Irwin Sobel, HP Labs, Palo Alto.

Title
Augmented Reality for Surgical Planning.

Abstract
We will describe our efforts, over the last 12 years, to build a visualization system to facilitate surgical-planning. The salient features of our approach are:

(a) an interactive "virtual hologram" display which - allows manipulation and "virtual dissection" of tissues of interest - can be supplemented with haptic feedback for increased realism - is enabled via the new possibility of fast volume-rendering and head-tracked-stereo viewing

(b) false-color representation of multi-parameter or multi-modal data which allows for - better tissue discrimination - rapid interactive dissection of tissues based upon their (false) colors

Early results were shown in 1993 at RSNA. These were non-interactive 2D and 3D. The advent of low cost, fast volume rendering (with help from Moore's Law) has allowed for interactive cost-effective implementation of a surgical-planning workstation that could sell for under $100,000.

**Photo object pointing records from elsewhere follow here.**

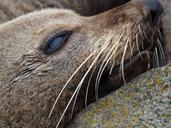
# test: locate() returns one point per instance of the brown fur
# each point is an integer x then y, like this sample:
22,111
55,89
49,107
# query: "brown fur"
10,9
30,80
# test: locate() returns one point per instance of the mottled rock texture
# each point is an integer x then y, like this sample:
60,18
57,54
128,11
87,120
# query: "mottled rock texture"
144,102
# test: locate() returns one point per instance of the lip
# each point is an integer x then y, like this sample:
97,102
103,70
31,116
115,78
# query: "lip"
139,64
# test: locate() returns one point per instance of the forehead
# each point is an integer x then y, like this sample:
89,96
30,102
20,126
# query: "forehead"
44,17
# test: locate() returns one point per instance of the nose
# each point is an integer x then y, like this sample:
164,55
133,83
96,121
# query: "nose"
156,10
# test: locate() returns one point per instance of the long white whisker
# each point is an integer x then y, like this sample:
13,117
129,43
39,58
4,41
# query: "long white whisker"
122,61
80,84
102,65
86,96
137,44
157,58
162,51
72,77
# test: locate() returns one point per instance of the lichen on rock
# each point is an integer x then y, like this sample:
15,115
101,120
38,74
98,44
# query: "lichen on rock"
144,102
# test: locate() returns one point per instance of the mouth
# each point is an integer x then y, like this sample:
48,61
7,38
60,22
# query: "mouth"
143,60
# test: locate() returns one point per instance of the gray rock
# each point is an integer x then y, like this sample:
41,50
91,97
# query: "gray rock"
144,102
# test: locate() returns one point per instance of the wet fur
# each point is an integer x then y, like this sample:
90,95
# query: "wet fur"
31,81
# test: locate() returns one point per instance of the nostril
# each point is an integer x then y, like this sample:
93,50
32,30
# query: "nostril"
156,10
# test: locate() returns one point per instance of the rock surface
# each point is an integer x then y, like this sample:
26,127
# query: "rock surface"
145,102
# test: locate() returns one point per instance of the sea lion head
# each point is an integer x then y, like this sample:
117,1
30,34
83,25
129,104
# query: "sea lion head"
59,54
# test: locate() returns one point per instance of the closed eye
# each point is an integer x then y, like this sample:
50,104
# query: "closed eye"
56,42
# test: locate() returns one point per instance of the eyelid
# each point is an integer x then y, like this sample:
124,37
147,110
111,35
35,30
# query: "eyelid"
65,34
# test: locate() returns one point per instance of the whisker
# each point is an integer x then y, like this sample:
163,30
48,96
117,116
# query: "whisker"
137,44
113,64
72,77
122,61
81,82
102,65
161,51
86,96
157,58
132,50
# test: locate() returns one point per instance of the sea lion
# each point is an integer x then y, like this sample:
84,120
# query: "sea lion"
54,61
10,9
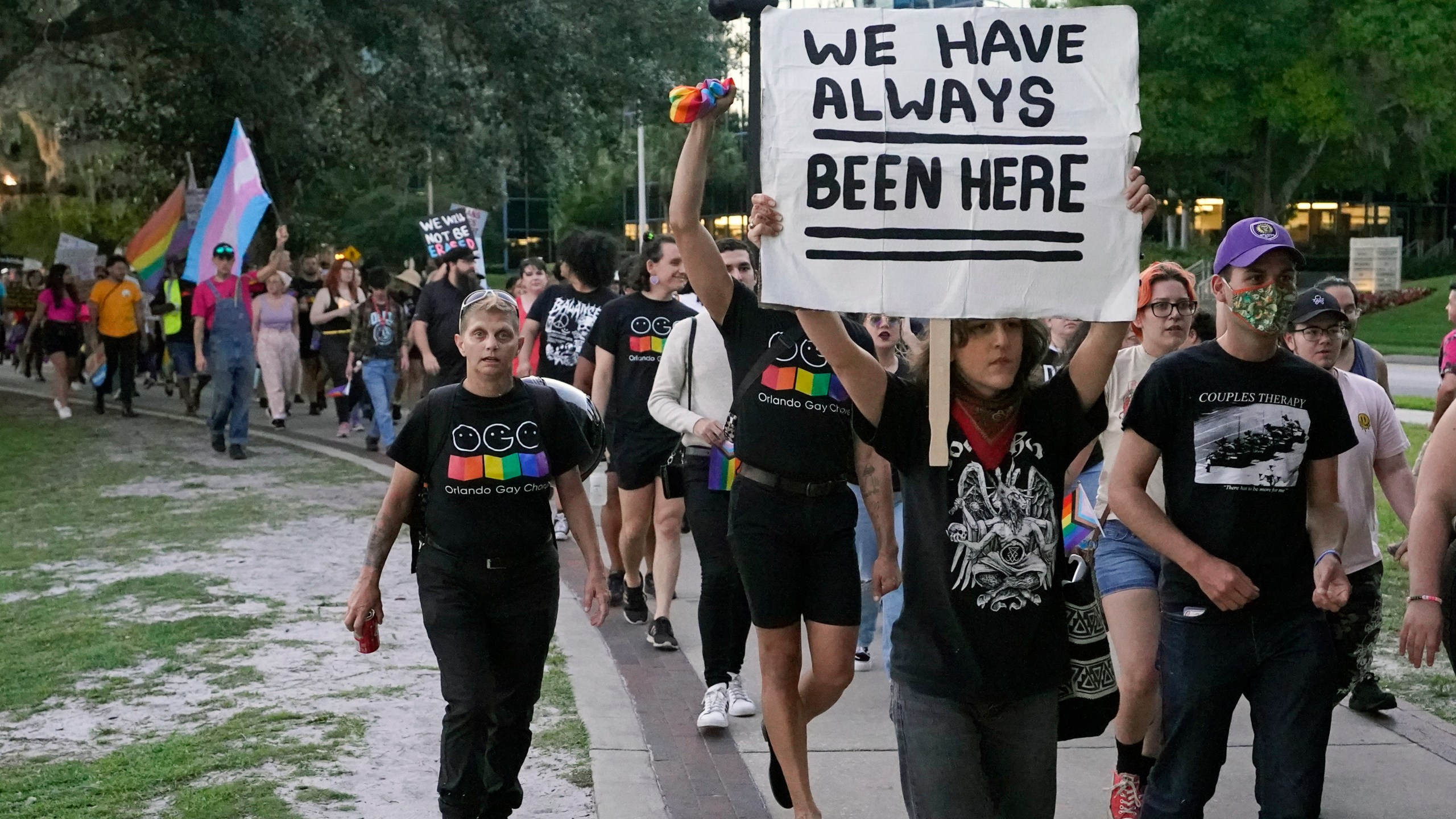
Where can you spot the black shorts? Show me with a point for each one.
(637, 462)
(61, 337)
(796, 554)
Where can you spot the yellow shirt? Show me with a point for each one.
(117, 314)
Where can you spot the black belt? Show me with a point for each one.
(792, 486)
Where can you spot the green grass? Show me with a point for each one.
(1432, 688)
(50, 643)
(1411, 330)
(126, 780)
(1416, 403)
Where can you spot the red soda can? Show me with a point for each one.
(369, 640)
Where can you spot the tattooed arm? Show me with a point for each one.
(877, 487)
(398, 500)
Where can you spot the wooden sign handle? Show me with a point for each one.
(940, 391)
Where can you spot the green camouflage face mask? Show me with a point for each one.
(1264, 308)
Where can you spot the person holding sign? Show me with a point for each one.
(982, 643)
(791, 511)
(1252, 537)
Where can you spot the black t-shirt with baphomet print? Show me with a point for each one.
(983, 561)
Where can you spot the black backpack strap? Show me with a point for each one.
(437, 429)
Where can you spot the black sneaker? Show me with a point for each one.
(776, 783)
(1369, 698)
(635, 607)
(617, 586)
(660, 634)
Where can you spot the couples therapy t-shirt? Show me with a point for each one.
(634, 328)
(796, 419)
(490, 489)
(1235, 437)
(983, 561)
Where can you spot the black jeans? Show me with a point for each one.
(723, 610)
(491, 630)
(336, 353)
(1283, 665)
(976, 760)
(121, 362)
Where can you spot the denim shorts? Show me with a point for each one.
(1123, 561)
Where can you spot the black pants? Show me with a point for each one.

We are pursuing this work in an international consortium of CRS4 (Cagliari), Dept of Neurology and Neurosurgery (Univ. Cagliari), DIST-BIOLAB (Univ. Genoa), HP Labs (Palo Alto), and KAeMARt Group (Univ. Parma). The immediate application is neurosurgery planning for severe cases of epilepsy and parkinsonism.

 

Irwin Sobel has been a senior researcher at HP Labs, Palo Alto since Dec. 1982. Prior to then he spent 9 years at the Dept. of Biological Sciences at Columbia Univ. automating serial-section reconstruction for neuroanatomy - the precursor of this project. He has a PhD in EE/CS from Stanford Univ., and BS(Math)/MS(EE) from MIT.